Narwastu.id – Sembilan perwakilan dari pegawai KPK, beberapa di antaranya warga gereja, juga Novel Baswedan, yang tidak lulus Tes Wawasan Kebangsaan (TWK), bersama Tim Kuasa Hukum Saor Siagian, S.H., M.Hum menemui MPH-PGI (Majelis Pekerja Harian Persekutuan Gereja-gereja di Indonesia), di Grha Oikoumene, pada Jumat, 28 Mei 2021 lalu. Dalam pertemuan yang berlangsung sekitar tiga jam itu, mereka (perwakilan pegawai KPK) secara bergantian menceritakan keluh-kesah atas apa yang dialami setelah dinyatakan tidak lolos TWK.
Novel Baswedan, yang datang setelah pertemuan berjalan sekitar 15 menit, menyampaikan bahwa bagaimana kita mau berbangsa bila yang selama ini bekerja profesional tiba-tiba dilabeli radikal dan menjadi musuh negara. Menurutnya, TWK bukanlah tools untuk melihat seseorang lulus atau tidaknya seseorang menjadi ASN dalam alih status ini. “Prosesnya adalah upaya yang sudah ditarget. Ada fakta dan bukti untuk ini. TWK hanyalah justifikasi untuk target tertentu,” lanjutnya. Staf lainnya, Hotman Tambunan mengeluhkan, ketika taat beragama diidentikkan dengan Talibanisme. Pria yang terdaftar sebagai jemaat GKI Kayu Putih, Jakarta Timur, ini mengungkapkan, kita harus taat beragama, karena agamalah yang mengajarkan untuk berbuat seturut etika. “Di KPK (Komisi Pemberantasan Korupsi) itu godaannya banyak sekali, dan ancaman selalu datang. Nilai-nilai agamalah yang membuat kami tetap bertahan,” tegasnya. Bahkan dia menunjuk rekannya yang selama tiga tahun berturut-turut terakhir ini selalu mendapat nilai A untuk kinerjanya.
Ada pula Adri Deddy Nainggolan. Warga GKI Kebayoran Baru, Jakarta Selatan, ini mengaku keprihatinan dengan begitu mudahnya masyarakat termakan hoaks yang menyebutkan adanya Talibanisasi di KPK. Dan celakanya warga gereja pun mudah termakan oleh isu ini. Hal senada juga disampaikan Rasamala Aritonang. “Kami sebagai KPK ini tantangannya berat. Kami berhadapan dengan koruptor. Dan yang bisa korupsi hanyalah mereka yang punya akses kepada kekuasaan. KPK ini hanyalah alat, pisau untuk memotong bagian badan yang koruptif. Dan reaksi dari para koruptor ini adalah membuang pisau ini.

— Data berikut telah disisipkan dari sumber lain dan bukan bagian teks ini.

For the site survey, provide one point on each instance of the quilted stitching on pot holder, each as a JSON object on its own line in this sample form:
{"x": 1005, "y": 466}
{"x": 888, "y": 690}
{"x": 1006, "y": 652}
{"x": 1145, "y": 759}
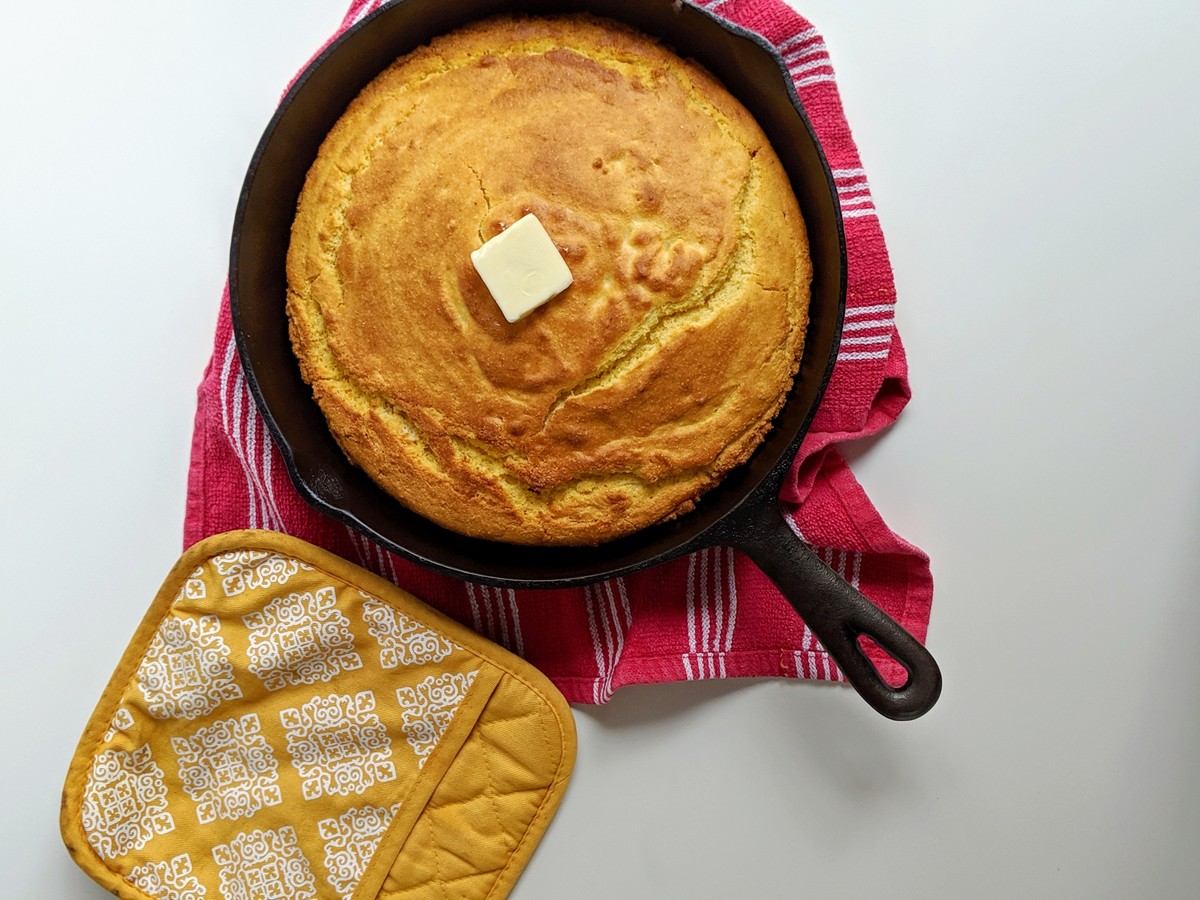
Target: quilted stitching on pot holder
{"x": 286, "y": 724}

Itu yang sedang kami alami,” jelas anggota jemaat HKBP Pasar Rebo, Jakarta Timur, ini.
Advokat senior Saor Siagian juga menegaskan, tidak ada Talibanisme di KPK, karena tiga komisioner di KPK periode baru lalu adalah Kristen, dan Sekjen KPK juga Kristen. Merespons apa yang telah diungkapkan oleh pegawai KPK ini, Ketua Umum PGI Pdt. Gomar Gultom, M.Th menyampaikan turut prihatin. “Kita sangat prihatin dengan upaya-upaya pelemahan KPK yang terjadi selama ini, terutama yang memuncak dengan pelabelan intoleran dan radikalisme atas 75 pegawai KPK melalui mekanisme TWK belakangan ini,” tukasnya. Sebab itu, kata Pdt. Gomar, PGI akan menyurati Presiden RI Joko Widodo untuk mengambil tindakan tegas dan segera untuk menyelamatkan lembaga antirasuah ini dari upaya-upaya pelemahan.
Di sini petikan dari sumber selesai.